Composition and Scope both check what the library does with a query. Translation is what happens before that — and what happens before is where most of the actual error budget lives. The translation primitives let the library see, and refuse, what would otherwise be silent.

The argument for the Library

This page covers one component of the Library. For the case for the Library itself — why SCMs, not ML or LLMs, are the framework that justifies a library — see Why Structured Causal Models?

Every primitive on every prior page has assumed something this page will treat as suspect: that the query reaching the library faithfully represents the question the user asked. Composition checks for referent mismatches between models, but only between what was submitted as inputs to the join. Scope checks whether the query is in the model's frame, but only checks whichever query the mediator submitted. Both leave a gap at the front of the system: the user asks a question in natural language, the LLM mediator translates it into a structured library call, and the structured call is what gets checked. The translation itself is checked by no one.

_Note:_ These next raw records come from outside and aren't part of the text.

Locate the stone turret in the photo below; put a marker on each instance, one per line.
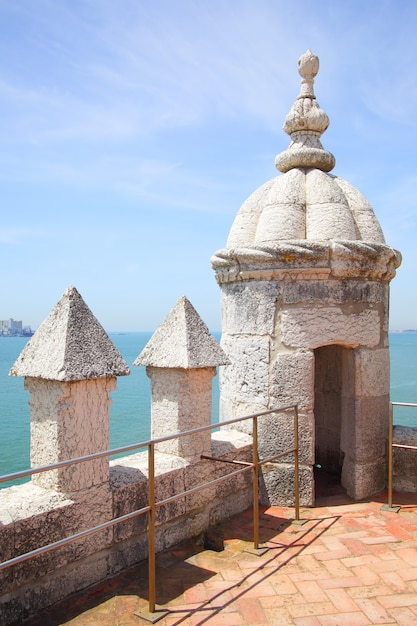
(70, 367)
(304, 284)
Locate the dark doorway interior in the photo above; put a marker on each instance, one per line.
(332, 401)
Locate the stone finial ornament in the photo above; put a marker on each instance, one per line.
(305, 123)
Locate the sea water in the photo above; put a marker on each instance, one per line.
(130, 409)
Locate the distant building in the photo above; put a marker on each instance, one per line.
(14, 328)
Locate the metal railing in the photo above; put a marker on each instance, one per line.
(154, 615)
(391, 445)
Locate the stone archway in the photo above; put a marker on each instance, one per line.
(333, 407)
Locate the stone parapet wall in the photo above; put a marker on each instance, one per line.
(31, 517)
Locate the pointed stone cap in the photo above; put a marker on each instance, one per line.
(305, 123)
(182, 341)
(70, 345)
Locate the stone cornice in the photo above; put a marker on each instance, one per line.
(307, 259)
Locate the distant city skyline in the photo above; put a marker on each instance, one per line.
(131, 133)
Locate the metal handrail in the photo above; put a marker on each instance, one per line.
(391, 445)
(153, 506)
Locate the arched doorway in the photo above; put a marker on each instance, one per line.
(333, 405)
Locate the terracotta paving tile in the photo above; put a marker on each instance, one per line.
(350, 565)
(312, 591)
(304, 609)
(374, 611)
(409, 555)
(307, 621)
(394, 580)
(366, 574)
(269, 602)
(409, 573)
(341, 600)
(251, 610)
(345, 619)
(337, 569)
(403, 616)
(398, 599)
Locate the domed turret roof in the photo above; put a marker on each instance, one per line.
(305, 202)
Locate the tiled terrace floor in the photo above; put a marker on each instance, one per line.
(349, 564)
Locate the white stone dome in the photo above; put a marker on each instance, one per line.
(304, 204)
(306, 217)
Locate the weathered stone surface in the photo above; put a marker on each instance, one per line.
(276, 435)
(316, 326)
(372, 373)
(249, 307)
(365, 430)
(69, 420)
(333, 292)
(182, 341)
(277, 485)
(362, 480)
(247, 376)
(181, 400)
(405, 461)
(70, 345)
(305, 283)
(292, 380)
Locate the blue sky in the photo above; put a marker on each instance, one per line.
(132, 131)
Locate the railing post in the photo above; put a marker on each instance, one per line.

Three failure modes live in that gap.

Frame shift

The mediator submits a query subtly different from the user's actual question. Different magnitude, different population, different time horizon. Every individual word in the mediator's structured call is plausible; the cumulative shift is real. The library answers a different question, fluently, and the user reads the answer as if it answered theirs.

Rung shift

The user asks a counterfactual; the mediator queries the library observationally. What would have happened if we hadn't raised the minimum wage? becomes what's the historical correlation between minimum-wage levels and employment? Both questions have answers. The answers are different. Pearl's ladder distinguishes the rungs (Pearl & Bareinboim, 2014); the user did not specify which rung; the mediator did not ask.

Scope laundering

The failure mode the Scope page named at the end of §5. The mediator silently reformulates the user's question to make scope checks pass. The user asks about a 50% national hike; the mediator submits "an aggregate of state-level increases." The library's regime-scope check passes because the structured call is in-frame. The natural-language question was not.

The diagnostic

These three failure modes are not addressable by writing better prompts. The user is naive about what got lost in translation — they don't know what to check for, and by construction, anyone who could fully audit the translation would not need the library. The library is the only entity in the system that has both the user's natural-language framing and the structured query, and so the library is the only place where the comparison can happen.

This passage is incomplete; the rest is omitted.